Rôles et responsabilités
Formation, réglementation et responsabilité
On observe une forte hausse du nombre d'agents de sécurité privés entre 2001 et 2006
La proportion des membres de minorités visibles et des femmes dans les services policiers et les services de sécurité privés s'accroît
La répartition des agents de sécurité privés est beaucoup plus égale entre tous les groupes d'âge
Les policiers atteignent des niveaux de scolarité plus élevés
Les policiers gagnent plus que les agents de sécurité privés
Résumé
Méthodes
Chiffres de l'Enquête sur l'administration policière
Tableaux de données détaillés
Références
Notes

Il est de plus en plus difficile de définir clairement les rôles et les responsabilités des services de sécurité privés et des services de police publics. Même s'il y a des tâches distinctes qui sont propres aux uns ou aux autres, le « maintien de l'ordre » et la protection de la société sont assurés par un réseau de services de police publics et de services de sécurité privés qui souvent se chevauchent, se complètent et s'appuient mutuellement1 (Commission du droit du Canada, 2006).

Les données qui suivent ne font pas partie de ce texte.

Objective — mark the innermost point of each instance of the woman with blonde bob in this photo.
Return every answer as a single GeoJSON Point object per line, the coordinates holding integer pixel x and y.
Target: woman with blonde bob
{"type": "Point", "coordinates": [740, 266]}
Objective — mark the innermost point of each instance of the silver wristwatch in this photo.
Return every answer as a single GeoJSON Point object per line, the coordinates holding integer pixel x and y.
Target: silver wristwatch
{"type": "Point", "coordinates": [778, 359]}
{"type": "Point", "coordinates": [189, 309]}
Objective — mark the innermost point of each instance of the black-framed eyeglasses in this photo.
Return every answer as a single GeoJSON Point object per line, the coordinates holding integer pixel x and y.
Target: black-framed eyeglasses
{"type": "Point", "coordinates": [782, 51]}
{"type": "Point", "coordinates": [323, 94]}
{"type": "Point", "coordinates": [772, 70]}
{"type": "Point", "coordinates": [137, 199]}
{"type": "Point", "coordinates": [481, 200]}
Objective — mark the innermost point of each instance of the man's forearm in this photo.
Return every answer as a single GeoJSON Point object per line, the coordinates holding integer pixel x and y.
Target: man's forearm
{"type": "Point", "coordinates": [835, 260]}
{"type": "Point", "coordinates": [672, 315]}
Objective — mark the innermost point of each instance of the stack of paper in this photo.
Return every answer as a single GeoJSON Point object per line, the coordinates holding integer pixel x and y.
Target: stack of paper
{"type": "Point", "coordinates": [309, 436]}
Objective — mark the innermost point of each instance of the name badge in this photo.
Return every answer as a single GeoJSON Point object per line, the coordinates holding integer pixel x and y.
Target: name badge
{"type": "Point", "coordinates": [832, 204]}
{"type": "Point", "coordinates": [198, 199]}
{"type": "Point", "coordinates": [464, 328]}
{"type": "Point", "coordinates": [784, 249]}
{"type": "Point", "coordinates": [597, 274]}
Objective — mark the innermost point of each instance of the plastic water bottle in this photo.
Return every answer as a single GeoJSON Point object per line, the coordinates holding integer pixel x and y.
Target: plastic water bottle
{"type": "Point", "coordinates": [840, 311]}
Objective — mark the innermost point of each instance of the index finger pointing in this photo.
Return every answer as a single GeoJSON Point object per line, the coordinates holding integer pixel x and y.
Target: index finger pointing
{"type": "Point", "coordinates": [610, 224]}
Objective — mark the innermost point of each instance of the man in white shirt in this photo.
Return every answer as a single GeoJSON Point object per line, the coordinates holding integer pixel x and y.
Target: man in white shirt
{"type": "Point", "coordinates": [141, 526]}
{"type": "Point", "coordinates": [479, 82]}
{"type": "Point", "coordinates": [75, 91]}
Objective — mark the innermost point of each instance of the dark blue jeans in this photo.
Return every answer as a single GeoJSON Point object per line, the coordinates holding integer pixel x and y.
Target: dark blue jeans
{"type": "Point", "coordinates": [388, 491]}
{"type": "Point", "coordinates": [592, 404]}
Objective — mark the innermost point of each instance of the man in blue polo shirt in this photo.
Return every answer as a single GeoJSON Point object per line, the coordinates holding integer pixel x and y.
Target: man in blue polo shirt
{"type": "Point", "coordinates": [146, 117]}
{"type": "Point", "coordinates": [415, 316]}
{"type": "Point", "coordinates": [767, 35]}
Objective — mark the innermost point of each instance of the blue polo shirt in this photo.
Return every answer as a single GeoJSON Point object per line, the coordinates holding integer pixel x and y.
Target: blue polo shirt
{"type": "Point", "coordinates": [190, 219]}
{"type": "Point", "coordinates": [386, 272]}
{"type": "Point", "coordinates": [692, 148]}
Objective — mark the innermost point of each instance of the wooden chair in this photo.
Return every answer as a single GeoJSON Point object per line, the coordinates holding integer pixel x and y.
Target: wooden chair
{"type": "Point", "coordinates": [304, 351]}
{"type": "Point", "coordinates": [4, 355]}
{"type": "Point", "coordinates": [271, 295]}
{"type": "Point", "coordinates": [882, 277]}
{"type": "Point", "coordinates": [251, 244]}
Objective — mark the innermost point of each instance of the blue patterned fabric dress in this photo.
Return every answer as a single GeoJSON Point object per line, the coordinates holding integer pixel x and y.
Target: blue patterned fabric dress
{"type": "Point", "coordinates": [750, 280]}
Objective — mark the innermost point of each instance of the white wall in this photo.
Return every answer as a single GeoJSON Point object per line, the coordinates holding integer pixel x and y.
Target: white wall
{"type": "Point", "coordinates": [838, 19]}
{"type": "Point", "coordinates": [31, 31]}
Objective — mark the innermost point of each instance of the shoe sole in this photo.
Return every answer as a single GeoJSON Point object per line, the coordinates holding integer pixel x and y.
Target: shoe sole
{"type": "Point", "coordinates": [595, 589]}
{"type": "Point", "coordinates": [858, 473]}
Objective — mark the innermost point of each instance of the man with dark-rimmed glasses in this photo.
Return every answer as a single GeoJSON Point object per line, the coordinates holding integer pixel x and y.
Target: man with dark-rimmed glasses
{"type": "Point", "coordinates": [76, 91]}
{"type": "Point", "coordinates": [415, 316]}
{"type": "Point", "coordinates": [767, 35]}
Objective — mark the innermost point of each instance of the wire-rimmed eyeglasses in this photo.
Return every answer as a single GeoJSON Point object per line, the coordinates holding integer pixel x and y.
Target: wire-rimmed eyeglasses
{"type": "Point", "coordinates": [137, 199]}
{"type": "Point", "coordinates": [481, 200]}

Dans cet article, on compare les rôles, les responsabilités et la surveillance des services de sécurité privés et des services de police publics, on examine la réglementation qui les régit et on présente des profils d'emploi à partir des données du recensement. Aux fins du présent rapport, les « agents de sécurité privés » englobent deux professions principales, soit les enquêteurs privés et les gardiens de sécurité.

Rôles et responsabilités

Au Canada, les services de police publics agissent au nom du gouvernement et de la société pour appliquer les lois, maintenir la paix, résoudre les crimes, répondre aux urgences, aider les victimes d'actes criminels et fournir de l'aide dans la poursuite des contrevenants. Les policiers sont aussi engagés dans des programmes de d'approche et de soutien dans la collectivité, comme la sensibilisation aux drogues et la prévention de crime. Les services de police reçoivent les pouvoirs de fouiller, d'arrêter et de détenir des individus en vertu du Code criminel du Canada et des lois de police provinciales et territoriales.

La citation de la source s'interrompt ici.